Tuesday, March 7, 2023

A Swimmin’ Minnow Does the Tricks



Nancy smith Lynn with a fat bass.  The lure at the top is the old swimming minnow

 


      I hired Nancy Smith Lynn a year or so ago to work with advertisers for my magazines. She owns a farm near Mt. Grove, Missouri and is a nice lady who does a whiz-band job of what she does for me, but she had never cast a lure. She thought she  could do it, but all ladies think they can learn to fish good… I just smile at that.  I took Nancy fishing last week when it was too cool, and too cloudy and not at all like I like for it to be when I go up a lake tributary looking for white bass. 

 

      I spent a few minutes showing Nancy how to cast a spinning outfit, figuring I would see a lot of lures in tree limbs that day, and I will be darn if she didn’t learn how to use it within minutes.  But the fishing in one of my favorite spots was lousy.  Then it got fair and we caught a couple, including Nancy’s first white bass. The fish was okay, but not huge, maybe 12 inches.  Big enough to filet and eat!  


      So I made a big thing of it… her catching her very first fish ever on something besides a cane pole and night crawler back when she was 10!  We bet a thousand dollars that I would catch a bigger fish than she would that day. Sort of funny it was, Nancy thinking that on her first trip she would out-fish a grizzled old veteran angler like me! 



      Fishing sort of went from slow to okay that afternoon!  In an hour or so it was medium-good and Nancy caught a 13-inch largemouth.  I told her that fish wouldn’t win any bet against me and what I would catch when I got serious about it. Then the sun broke out and it got well-good. I caught a 12-inch smallmouth…fought like the dickens in that current.  It hadn’t exactly become the kind of holy-mackerel-outstanding, like it has often been in that river.  But it was getting there.


      Here is where I would like to say that there are a thousand fishing lures in my basement, maybe 2 thousand I don’t know.   Because I am an outdoor writer lure companies have sent me free lures hoping I would write about what they sent me and from time to time I did.  I have a story about a lure that I was sent, which I used on a wind-blown lake in Kansas at an outdoor writers meeting, that is a humdinger of a tale but I’ll tell  that story about that lure later.  
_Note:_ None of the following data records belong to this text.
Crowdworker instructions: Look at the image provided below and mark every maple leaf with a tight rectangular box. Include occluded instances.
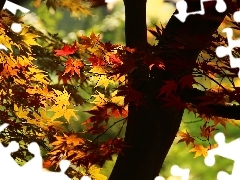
[158,80,178,97]
[14,104,29,119]
[211,116,229,129]
[48,106,78,123]
[200,122,216,138]
[178,131,195,146]
[91,75,114,89]
[63,58,84,77]
[189,144,208,158]
[54,42,77,56]
[88,165,107,180]
[88,55,106,66]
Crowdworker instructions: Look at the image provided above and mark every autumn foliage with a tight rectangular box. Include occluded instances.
[0,1,240,179]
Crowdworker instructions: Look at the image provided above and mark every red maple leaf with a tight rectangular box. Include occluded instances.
[88,55,106,66]
[63,58,84,77]
[54,42,77,56]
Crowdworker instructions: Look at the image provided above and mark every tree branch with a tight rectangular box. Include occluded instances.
[180,88,240,120]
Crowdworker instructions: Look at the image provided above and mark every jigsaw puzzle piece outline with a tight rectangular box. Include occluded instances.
[174,0,227,23]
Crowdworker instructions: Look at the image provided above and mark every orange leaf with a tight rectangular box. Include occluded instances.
[63,58,84,77]
[54,42,77,56]
[178,131,195,146]
[189,144,208,158]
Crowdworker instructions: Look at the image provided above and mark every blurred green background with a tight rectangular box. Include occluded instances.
[18,0,240,180]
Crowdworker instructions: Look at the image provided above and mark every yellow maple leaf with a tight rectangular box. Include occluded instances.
[48,106,78,123]
[89,66,106,75]
[14,104,29,119]
[53,89,70,106]
[92,75,114,89]
[189,144,208,158]
[91,92,108,106]
[88,165,107,180]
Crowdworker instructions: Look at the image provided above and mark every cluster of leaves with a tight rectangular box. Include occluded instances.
[149,15,240,157]
[0,6,138,179]
[3,0,240,179]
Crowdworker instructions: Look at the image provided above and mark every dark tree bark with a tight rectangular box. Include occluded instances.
[0,0,6,10]
[109,0,232,180]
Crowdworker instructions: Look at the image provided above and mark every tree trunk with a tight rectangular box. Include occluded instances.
[0,0,6,10]
[109,0,231,180]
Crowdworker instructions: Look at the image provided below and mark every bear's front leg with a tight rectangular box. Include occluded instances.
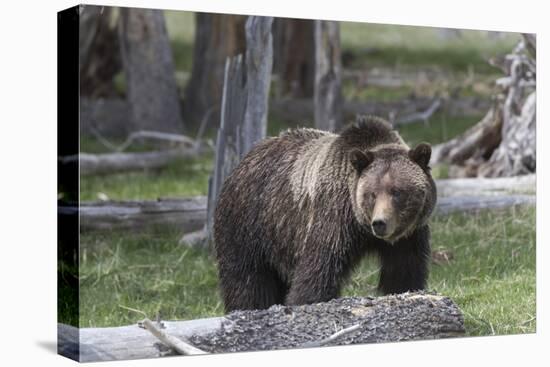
[378,225,430,294]
[285,259,340,305]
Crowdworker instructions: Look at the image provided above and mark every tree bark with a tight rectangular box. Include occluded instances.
[79,5,122,98]
[183,13,246,125]
[273,18,315,98]
[241,16,273,155]
[119,8,183,133]
[205,16,273,242]
[314,20,342,131]
[58,293,465,362]
[431,35,536,177]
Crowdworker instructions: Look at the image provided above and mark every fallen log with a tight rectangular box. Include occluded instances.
[434,195,537,215]
[73,175,536,234]
[80,196,206,232]
[58,292,465,362]
[59,146,209,176]
[270,97,491,126]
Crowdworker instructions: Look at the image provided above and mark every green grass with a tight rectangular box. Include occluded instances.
[80,230,223,327]
[80,155,212,201]
[80,208,536,336]
[344,208,536,335]
[397,113,482,146]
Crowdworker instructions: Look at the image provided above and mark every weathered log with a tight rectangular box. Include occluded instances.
[270,97,491,125]
[59,145,209,176]
[58,293,465,362]
[75,175,536,236]
[436,174,537,196]
[75,196,206,232]
[432,35,536,177]
[434,195,537,215]
[313,20,342,131]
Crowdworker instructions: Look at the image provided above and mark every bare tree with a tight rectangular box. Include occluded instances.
[273,18,315,98]
[183,13,246,124]
[314,20,342,131]
[119,8,183,132]
[79,5,122,98]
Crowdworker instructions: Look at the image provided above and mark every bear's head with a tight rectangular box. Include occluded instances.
[350,143,436,243]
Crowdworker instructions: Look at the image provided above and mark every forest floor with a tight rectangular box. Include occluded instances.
[67,16,536,335]
[76,207,536,336]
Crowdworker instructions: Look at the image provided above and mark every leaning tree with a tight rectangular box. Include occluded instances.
[183,13,246,125]
[431,34,536,177]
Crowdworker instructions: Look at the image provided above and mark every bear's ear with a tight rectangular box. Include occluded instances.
[350,149,374,173]
[409,143,432,168]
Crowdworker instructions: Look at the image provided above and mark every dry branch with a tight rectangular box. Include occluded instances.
[58,293,464,362]
[59,145,209,176]
[141,319,207,356]
[73,175,536,236]
[79,196,206,232]
[270,97,491,125]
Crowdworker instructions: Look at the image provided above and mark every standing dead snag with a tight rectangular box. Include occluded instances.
[314,20,342,131]
[432,35,536,177]
[203,16,273,241]
[119,8,183,133]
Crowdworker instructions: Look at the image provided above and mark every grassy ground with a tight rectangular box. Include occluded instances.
[80,208,535,335]
[72,15,535,335]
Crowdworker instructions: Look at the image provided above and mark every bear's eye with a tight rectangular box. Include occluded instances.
[390,189,401,199]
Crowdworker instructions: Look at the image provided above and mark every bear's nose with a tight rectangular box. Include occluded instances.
[372,219,386,236]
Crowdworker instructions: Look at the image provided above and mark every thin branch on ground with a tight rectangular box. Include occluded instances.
[300,324,361,348]
[394,98,441,126]
[139,319,208,355]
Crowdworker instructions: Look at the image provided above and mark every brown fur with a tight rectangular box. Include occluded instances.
[214,117,436,311]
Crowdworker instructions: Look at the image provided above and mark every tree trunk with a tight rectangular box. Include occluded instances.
[119,8,183,133]
[205,16,273,242]
[79,5,122,98]
[241,16,273,155]
[314,20,342,131]
[183,13,246,125]
[431,35,536,177]
[273,18,315,98]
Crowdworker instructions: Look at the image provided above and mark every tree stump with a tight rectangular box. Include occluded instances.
[205,16,273,241]
[314,20,342,131]
[119,8,183,133]
[431,34,536,177]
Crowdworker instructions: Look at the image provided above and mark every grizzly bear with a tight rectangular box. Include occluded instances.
[214,116,436,312]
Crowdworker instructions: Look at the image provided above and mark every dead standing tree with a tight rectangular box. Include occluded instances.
[79,5,122,98]
[431,35,536,177]
[273,18,315,98]
[314,20,342,131]
[182,16,273,247]
[183,13,246,124]
[119,8,183,133]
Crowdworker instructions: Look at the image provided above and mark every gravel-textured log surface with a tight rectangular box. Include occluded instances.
[189,293,464,353]
[58,292,464,362]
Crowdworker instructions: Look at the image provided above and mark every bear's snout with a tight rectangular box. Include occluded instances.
[372,219,387,237]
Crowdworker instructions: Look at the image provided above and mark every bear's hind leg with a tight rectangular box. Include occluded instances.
[220,269,287,312]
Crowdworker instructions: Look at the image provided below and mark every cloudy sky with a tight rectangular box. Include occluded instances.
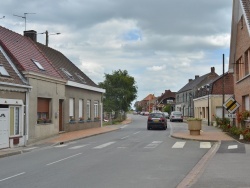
[0,0,232,106]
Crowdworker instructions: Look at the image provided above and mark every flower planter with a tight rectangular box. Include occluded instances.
[187,120,201,135]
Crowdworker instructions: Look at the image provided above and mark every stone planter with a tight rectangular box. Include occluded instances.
[187,120,201,135]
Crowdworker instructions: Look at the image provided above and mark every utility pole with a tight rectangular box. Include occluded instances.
[13,12,36,31]
[222,54,225,119]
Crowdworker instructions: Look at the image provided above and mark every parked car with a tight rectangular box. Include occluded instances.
[169,111,183,122]
[163,112,169,119]
[147,113,168,130]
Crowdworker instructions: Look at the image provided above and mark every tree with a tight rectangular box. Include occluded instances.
[99,69,137,117]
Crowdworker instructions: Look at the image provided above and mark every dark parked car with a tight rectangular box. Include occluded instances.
[169,111,183,122]
[147,113,168,130]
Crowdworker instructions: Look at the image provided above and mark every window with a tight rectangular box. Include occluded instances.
[62,68,74,80]
[242,95,250,110]
[245,50,250,76]
[79,99,83,118]
[10,107,21,136]
[94,101,99,118]
[236,57,244,80]
[69,98,75,119]
[0,65,10,76]
[87,100,91,119]
[32,59,45,70]
[75,73,86,84]
[37,98,51,124]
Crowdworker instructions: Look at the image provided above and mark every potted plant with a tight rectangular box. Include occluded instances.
[187,118,202,135]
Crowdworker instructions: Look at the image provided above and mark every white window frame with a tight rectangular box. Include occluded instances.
[87,100,91,119]
[69,98,74,117]
[79,99,83,118]
[94,101,99,118]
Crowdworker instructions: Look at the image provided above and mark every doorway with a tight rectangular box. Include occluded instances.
[0,107,9,149]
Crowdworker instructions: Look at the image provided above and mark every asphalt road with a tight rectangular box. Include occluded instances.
[0,115,212,188]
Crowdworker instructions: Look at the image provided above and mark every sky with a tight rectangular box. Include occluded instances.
[0,0,232,106]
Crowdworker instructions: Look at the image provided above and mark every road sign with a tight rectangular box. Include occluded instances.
[223,97,240,114]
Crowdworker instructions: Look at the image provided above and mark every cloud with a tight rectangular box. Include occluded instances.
[0,0,232,104]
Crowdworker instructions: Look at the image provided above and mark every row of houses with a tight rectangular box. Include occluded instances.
[0,26,105,149]
[136,0,250,124]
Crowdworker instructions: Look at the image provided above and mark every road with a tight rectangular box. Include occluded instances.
[0,115,212,188]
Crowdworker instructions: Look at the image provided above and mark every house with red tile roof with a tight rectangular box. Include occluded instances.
[229,0,250,125]
[0,40,32,149]
[157,89,176,112]
[0,26,105,143]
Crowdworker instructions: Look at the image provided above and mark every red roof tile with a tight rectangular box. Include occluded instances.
[0,26,62,78]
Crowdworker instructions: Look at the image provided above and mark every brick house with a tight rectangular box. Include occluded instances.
[156,89,176,112]
[0,40,32,149]
[229,0,250,123]
[0,26,105,143]
[193,72,234,124]
[175,67,218,117]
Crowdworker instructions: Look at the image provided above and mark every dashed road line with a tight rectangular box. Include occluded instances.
[69,145,87,149]
[227,145,238,149]
[200,142,211,149]
[0,172,25,182]
[93,142,115,149]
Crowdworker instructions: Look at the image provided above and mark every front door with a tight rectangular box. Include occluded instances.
[59,99,63,132]
[0,108,9,149]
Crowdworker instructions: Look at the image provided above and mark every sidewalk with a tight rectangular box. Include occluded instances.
[0,119,234,158]
[171,123,234,142]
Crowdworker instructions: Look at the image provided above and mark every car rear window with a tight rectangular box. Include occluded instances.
[150,113,162,118]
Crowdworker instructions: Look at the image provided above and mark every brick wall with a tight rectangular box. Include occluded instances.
[211,73,234,95]
[234,15,250,111]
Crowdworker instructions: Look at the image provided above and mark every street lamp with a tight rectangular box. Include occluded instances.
[206,84,210,126]
[40,30,61,46]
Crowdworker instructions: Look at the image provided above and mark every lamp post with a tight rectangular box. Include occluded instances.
[206,84,210,126]
[40,30,61,46]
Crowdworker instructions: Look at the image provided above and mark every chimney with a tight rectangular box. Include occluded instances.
[23,30,37,42]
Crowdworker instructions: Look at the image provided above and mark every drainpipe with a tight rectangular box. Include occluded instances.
[24,89,30,146]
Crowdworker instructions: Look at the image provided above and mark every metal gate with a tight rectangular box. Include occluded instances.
[0,108,9,149]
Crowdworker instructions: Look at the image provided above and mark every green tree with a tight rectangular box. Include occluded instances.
[99,69,137,118]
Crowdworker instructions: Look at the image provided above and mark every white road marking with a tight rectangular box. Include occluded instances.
[54,144,68,148]
[117,146,127,149]
[200,142,211,148]
[24,147,38,151]
[144,141,162,149]
[228,145,238,149]
[0,172,25,182]
[46,153,82,166]
[134,131,141,134]
[121,136,129,140]
[172,142,186,148]
[94,142,115,149]
[121,125,128,129]
[69,145,87,149]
      Hundreds of my lure collection, adorning that wall, are lures I have found combing the water-line on dozens of lakes for years and years.  One day in Canada I found ten oversized foot-long Muskie lures, two of them antiques, in one day.  $300 worth of fishing lures from Lake of the Woods sandbars.  

 


     Well, last week I tied an old lure on Nancy’s line that had been on that ‘wall of lures’ of mine for at least thirty-five years without getting wet.  It is called a Swimmin’ Minnow lure, likely made in the fifties. 

 

      I figured that old lure would give me the opportunity to catch the biggest bass, when all it did was made Nancy a semi-pro.  That little wiggling lure began to call fish like a dying rabbit calls in coyotes.  A white bass here, a largemouth there, and she don’t even offer to let me have it back!   Then she starts hollerin’ that she is gonna need a net and her light-action spinning rod is bent over like one of those peach-tree limbs I use to cut for my mother years back.  What a fighter he was, a 15-incher that won Nancy the thousand dollars we bet on the biggest fish.  I haven’t paid her yet; there are deductions, like boat gas, and rental of fishing gear.  


      But when it was over, that Swimmin’ Minnow lure had racked up about two-dozen white bass and a half-dozen largemouth, her rod bent more often than it was unbent.  Nancy is chompin’ at the bit to go again with one of the Ozarks finest fishing guides.  Heck, I ought to be the best; I started guiding my Dad when I was only ten.        And I took Joe and Kate Richardson on paid float trips when I was twelve years old and Mrs. Richardson caught the only six-pound smallmouth I have ever seen come from the Ozarks.  If that sounds like bragging just a little bit, it is. But it isn’t the big-time bragging that I often get into! Back then as a kid I got 50 cents an hour for guiding fishermen, and Nancy didn’t have to pay me nothing!  Next time I take her, it is gonna be a paid trip… 50-cents-an-hour and a thousand dollars on the biggest fish!


      In some future column I will tell more stories about fishing lures I have used, especially the old ones.  But that will have to wait.  Next trip out I intend to use some lures made in the 40’s and before, like the Flatfish, Tadpoly, and Lazy Ike.  But for the first 3 or 4 hours I intend to use a Swimmin’ Minnow.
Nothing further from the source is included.